My eyes burn. My cheeks burn. My skin burns, even as my insides feel chilled.

"Is it true?" he says finally.

"What?" I whisper.

"Is it true?" he says.

"I'm sorry I couldn't tell you," I get out. "I wanted to tell you—"

"Is"—he steps in closer, the letter falling to his side—"it true?"

"About Margaret's connection to you?" I ask.

His chin moves to the left one inch. "That you love me?"

The tears break. "Of course it's true. How could it not be? I loved you almost instantly, before I really even knew you. Before I understood it. I trusted you, and I loved you, and I still do."

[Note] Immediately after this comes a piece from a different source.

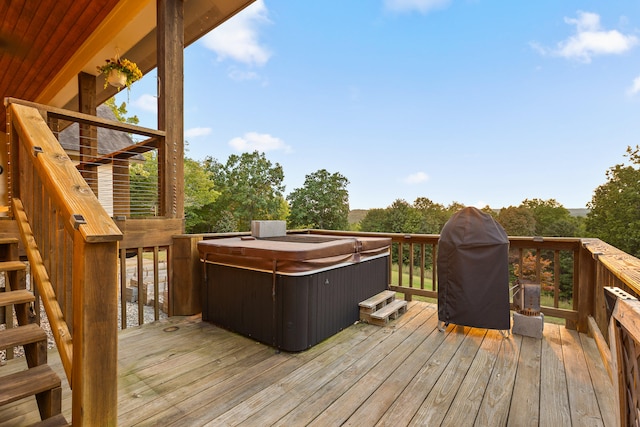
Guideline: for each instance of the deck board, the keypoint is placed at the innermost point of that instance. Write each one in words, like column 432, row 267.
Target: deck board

"Good," he says, taking another small step toward the open door. "Because I love you too. I love you so much, and I don't want to be without you ever again. I'll move to Los Angeles, I'll find a new job, whatever."

"Hayden—"

"Don't try to talk me out of it, Alice," he says. "Every time we try to protect each other, all it does is cost us more time together, and I'm not willing to lose any more. I want to be with you. Nothing else is going to matter to me more than that. Not at the end of my life. Not even now. Nothing will matter more than who I spent my time with, and I want it to be you. I need it to be you."

I've done more crying in the last two months than in the two years prior, and I'm determined to hold these tears back, to be cool, calm, and steady until the end of this conversation.

"Okay?" he says, ducking his head to hold my eyes.

"I love that plan," I whisper. "And I'm so grateful and honored. But there's a problem."

His brow rumples, an expression that hits my heart like one of Cupid's arrows. "What?"

"I'm not going back to Los Angeles," I say. "I'm staying in Georgia for now. Maybe forever, I don't know. I'm working on something new, and even when it's over, I think I'm going to want to be close to my mom, while she's still healthy. I love you so much, but I can't miss out on more time with her. I did that with my dad, and I need this, and I'm sorry, because if it was anything else—I'd give up anything else, but I don't think I can give up on this, and I know I can't expect you to wait for me, but I wish that—"

He takes my face in his hands while I'm still rambling. "Alice."

"I'd love it if you interrupted me right now," I whisper, heart heavy in my chest.

He smiles. "I hear Atlanta's a great place to be a music journalist."

Just like that, my resolution not to cry snaps. Tears fall hard and fast, sliding down my nose, dripping onto my chin. "Really?" I ask wetly.

"Really," he says.

"Are you sure, because—"

This time he does interrupt me, our mouths colliding, my hands in his hair, his flat and firm against my back, molding me to him, drinking me in. I hold on to him as tight as I possibly can, the sunset scorchingly bright, all that hope gathered in one place.

We pull apart just enough to rest our foreheads together, his hand moving softly, lovingly up and down my back.

"When I let myself dream," he murmurs against my ear, "or it all comes crashing down—it's Alice, Alice on my mind. Alice all the time."